China on the Rise
There are no “declinists” in China. There may be many Chinese who see in the country’s course over the last ten years much to lament. There may be those who treasure the older Maoist views and who condemn the “consumerism” and “materialism” which are replacing collectivism—and which threaten their privileges. Certainly the octogenarians who run the country worry a good deal about developments which threaten their privileges—and their control. And there are many others who cannot wait for the same octogenarians to pass so that China can proceed to its next modernization—democracy. But in the things that have mattered most for the past century and a half—the survival of the country, its wealth, its power, its standing, its face—China’s fundamental relationship to the rest of the world may finally be turning, re-turning, as it were, to a condition more in keeping with the traditional Chinese view of the appropriate international pecking order.

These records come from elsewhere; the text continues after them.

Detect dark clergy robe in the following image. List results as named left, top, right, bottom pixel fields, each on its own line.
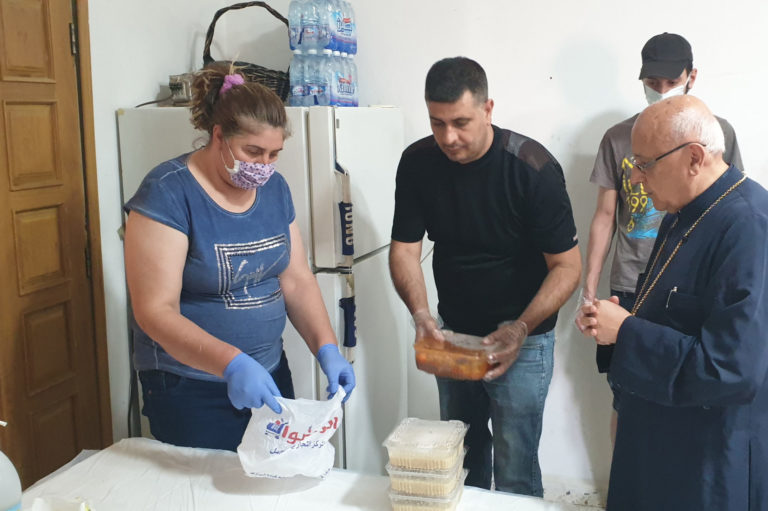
left=607, top=167, right=768, bottom=511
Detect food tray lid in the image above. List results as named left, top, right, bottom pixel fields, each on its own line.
left=384, top=417, right=469, bottom=451
left=384, top=447, right=467, bottom=480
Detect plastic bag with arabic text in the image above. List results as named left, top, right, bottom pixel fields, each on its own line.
left=237, top=387, right=345, bottom=478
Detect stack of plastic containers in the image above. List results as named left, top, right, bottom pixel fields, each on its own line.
left=384, top=417, right=467, bottom=511
left=288, top=0, right=358, bottom=106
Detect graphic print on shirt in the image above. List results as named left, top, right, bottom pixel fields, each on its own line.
left=621, top=158, right=664, bottom=239
left=214, top=234, right=290, bottom=309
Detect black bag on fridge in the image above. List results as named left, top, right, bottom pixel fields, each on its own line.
left=203, top=2, right=290, bottom=101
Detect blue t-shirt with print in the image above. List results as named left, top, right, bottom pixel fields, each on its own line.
left=125, top=155, right=295, bottom=381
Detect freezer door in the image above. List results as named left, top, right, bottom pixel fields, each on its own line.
left=309, top=107, right=404, bottom=268
left=117, top=106, right=208, bottom=203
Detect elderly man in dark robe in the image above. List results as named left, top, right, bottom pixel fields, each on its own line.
left=579, top=96, right=768, bottom=511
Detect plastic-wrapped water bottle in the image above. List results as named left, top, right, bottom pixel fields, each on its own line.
left=299, top=0, right=324, bottom=53
left=288, top=0, right=305, bottom=50
left=288, top=50, right=307, bottom=106
left=323, top=0, right=339, bottom=51
left=304, top=50, right=331, bottom=106
left=347, top=55, right=360, bottom=106
left=347, top=2, right=357, bottom=55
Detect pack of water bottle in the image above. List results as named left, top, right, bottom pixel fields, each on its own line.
left=288, top=0, right=358, bottom=106
left=289, top=50, right=358, bottom=106
left=288, top=0, right=357, bottom=55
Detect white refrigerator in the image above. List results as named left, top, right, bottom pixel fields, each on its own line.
left=117, top=107, right=412, bottom=474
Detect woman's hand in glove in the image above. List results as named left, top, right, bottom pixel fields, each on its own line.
left=317, top=344, right=355, bottom=403
left=223, top=353, right=283, bottom=413
left=483, top=319, right=528, bottom=381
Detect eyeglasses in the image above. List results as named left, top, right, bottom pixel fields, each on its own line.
left=629, top=142, right=707, bottom=174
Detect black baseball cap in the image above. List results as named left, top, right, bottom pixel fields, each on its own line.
left=640, top=32, right=693, bottom=80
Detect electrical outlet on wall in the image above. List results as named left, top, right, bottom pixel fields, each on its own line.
left=168, top=73, right=193, bottom=105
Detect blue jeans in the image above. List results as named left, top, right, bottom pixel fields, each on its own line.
left=139, top=352, right=294, bottom=451
left=437, top=331, right=555, bottom=497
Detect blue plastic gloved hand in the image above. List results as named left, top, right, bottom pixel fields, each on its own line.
left=223, top=353, right=283, bottom=413
left=317, top=344, right=355, bottom=403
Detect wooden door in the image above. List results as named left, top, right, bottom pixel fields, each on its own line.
left=0, top=0, right=103, bottom=486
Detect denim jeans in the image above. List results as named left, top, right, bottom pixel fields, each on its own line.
left=139, top=353, right=294, bottom=451
left=437, top=331, right=555, bottom=497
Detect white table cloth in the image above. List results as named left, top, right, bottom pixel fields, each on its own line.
left=22, top=438, right=600, bottom=511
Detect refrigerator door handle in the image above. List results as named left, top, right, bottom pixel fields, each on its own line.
left=335, top=162, right=355, bottom=268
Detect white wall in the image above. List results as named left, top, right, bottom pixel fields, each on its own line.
left=90, top=0, right=768, bottom=500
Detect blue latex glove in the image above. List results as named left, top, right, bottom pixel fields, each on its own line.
left=317, top=344, right=355, bottom=403
left=223, top=353, right=283, bottom=413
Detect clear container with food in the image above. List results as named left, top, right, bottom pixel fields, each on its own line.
left=384, top=417, right=468, bottom=470
left=389, top=484, right=464, bottom=511
left=387, top=464, right=469, bottom=497
left=413, top=330, right=494, bottom=380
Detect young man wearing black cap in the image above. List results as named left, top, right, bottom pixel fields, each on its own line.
left=576, top=32, right=743, bottom=438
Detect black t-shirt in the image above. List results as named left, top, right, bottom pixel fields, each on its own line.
left=392, top=126, right=577, bottom=336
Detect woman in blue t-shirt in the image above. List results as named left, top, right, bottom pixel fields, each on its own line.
left=125, top=65, right=355, bottom=450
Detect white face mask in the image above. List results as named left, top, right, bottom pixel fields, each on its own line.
left=643, top=76, right=691, bottom=105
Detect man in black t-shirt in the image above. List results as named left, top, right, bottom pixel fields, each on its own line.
left=390, top=57, right=581, bottom=496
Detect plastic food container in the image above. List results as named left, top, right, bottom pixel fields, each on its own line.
left=387, top=464, right=469, bottom=498
left=413, top=330, right=492, bottom=380
left=389, top=484, right=464, bottom=511
left=384, top=417, right=467, bottom=470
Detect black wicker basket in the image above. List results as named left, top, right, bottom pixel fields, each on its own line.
left=203, top=2, right=290, bottom=101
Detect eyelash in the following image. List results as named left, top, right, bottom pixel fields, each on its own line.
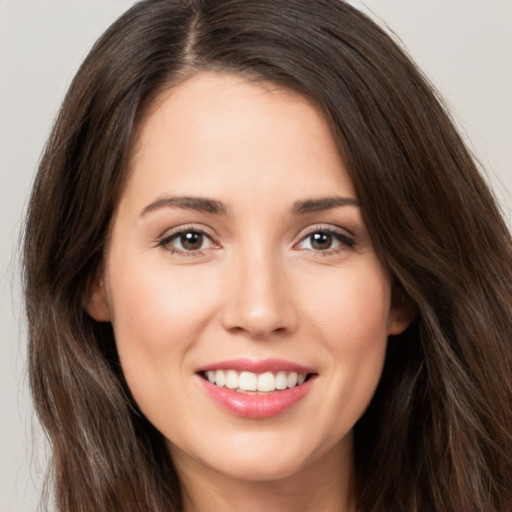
left=157, top=226, right=356, bottom=257
left=157, top=226, right=218, bottom=258
left=293, top=226, right=356, bottom=257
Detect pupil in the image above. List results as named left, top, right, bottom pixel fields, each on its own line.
left=180, top=232, right=203, bottom=251
left=311, top=233, right=332, bottom=251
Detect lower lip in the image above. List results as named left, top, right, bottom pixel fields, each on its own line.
left=198, top=377, right=315, bottom=419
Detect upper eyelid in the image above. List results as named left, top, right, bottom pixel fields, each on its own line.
left=296, top=224, right=355, bottom=240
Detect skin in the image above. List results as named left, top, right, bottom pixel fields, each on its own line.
left=88, top=73, right=409, bottom=512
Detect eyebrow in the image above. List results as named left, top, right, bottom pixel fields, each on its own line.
left=141, top=196, right=227, bottom=215
left=292, top=196, right=359, bottom=215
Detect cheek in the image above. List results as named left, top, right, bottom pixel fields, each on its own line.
left=302, top=265, right=391, bottom=422
left=108, top=254, right=220, bottom=394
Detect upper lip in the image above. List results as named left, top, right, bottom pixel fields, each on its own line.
left=196, top=358, right=316, bottom=374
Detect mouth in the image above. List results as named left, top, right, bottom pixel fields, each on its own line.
left=196, top=359, right=318, bottom=419
left=199, top=369, right=314, bottom=394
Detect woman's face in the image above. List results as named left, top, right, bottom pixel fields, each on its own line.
left=89, top=73, right=406, bottom=480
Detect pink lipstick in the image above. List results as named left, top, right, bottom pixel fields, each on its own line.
left=196, top=359, right=318, bottom=419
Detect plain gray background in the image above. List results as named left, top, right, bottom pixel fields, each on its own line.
left=0, top=0, right=512, bottom=512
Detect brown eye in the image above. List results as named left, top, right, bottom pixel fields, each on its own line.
left=295, top=229, right=355, bottom=255
left=310, top=232, right=333, bottom=251
left=179, top=231, right=204, bottom=251
left=158, top=229, right=215, bottom=255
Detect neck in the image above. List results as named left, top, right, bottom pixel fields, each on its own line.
left=173, top=440, right=356, bottom=512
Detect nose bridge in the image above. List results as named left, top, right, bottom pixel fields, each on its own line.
left=223, top=239, right=296, bottom=338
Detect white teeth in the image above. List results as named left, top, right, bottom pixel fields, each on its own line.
left=258, top=372, right=276, bottom=392
left=276, top=372, right=288, bottom=389
left=238, top=372, right=258, bottom=391
left=287, top=372, right=297, bottom=388
left=205, top=370, right=307, bottom=393
left=226, top=370, right=238, bottom=389
left=215, top=370, right=226, bottom=388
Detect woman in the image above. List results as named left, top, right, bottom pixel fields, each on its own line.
left=25, top=0, right=512, bottom=512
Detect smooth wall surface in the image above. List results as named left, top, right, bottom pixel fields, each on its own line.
left=0, top=0, right=512, bottom=512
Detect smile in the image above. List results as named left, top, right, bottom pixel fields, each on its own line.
left=203, top=370, right=309, bottom=393
left=196, top=359, right=318, bottom=419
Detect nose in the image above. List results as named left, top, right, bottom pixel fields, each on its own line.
left=222, top=251, right=298, bottom=339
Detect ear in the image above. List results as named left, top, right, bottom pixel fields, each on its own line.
left=388, top=287, right=417, bottom=336
left=84, top=272, right=111, bottom=322
left=388, top=307, right=415, bottom=336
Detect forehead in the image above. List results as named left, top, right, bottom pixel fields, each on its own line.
left=124, top=73, right=355, bottom=208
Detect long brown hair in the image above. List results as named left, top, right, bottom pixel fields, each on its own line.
left=24, top=0, right=512, bottom=512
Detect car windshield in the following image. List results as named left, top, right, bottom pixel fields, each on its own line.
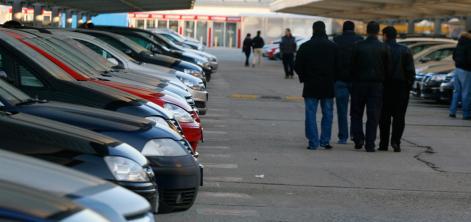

Much of this has to do with the collapse of the Soviet empire. For all its unsettling implications, not least its discrediting of Communism as an intellectual and political doctrine, the dissolution of the Soviet Union resolved the Sino-Soviet rivalry in China’s favor. Where reports from Russia and the other successor republics of the old Soviet Union describe uncertainty, civic crisis, and economic near-chaos, China is into the post-Communist era with a vengeance, striking all who pay attention to it as busy and energetic and purposeful.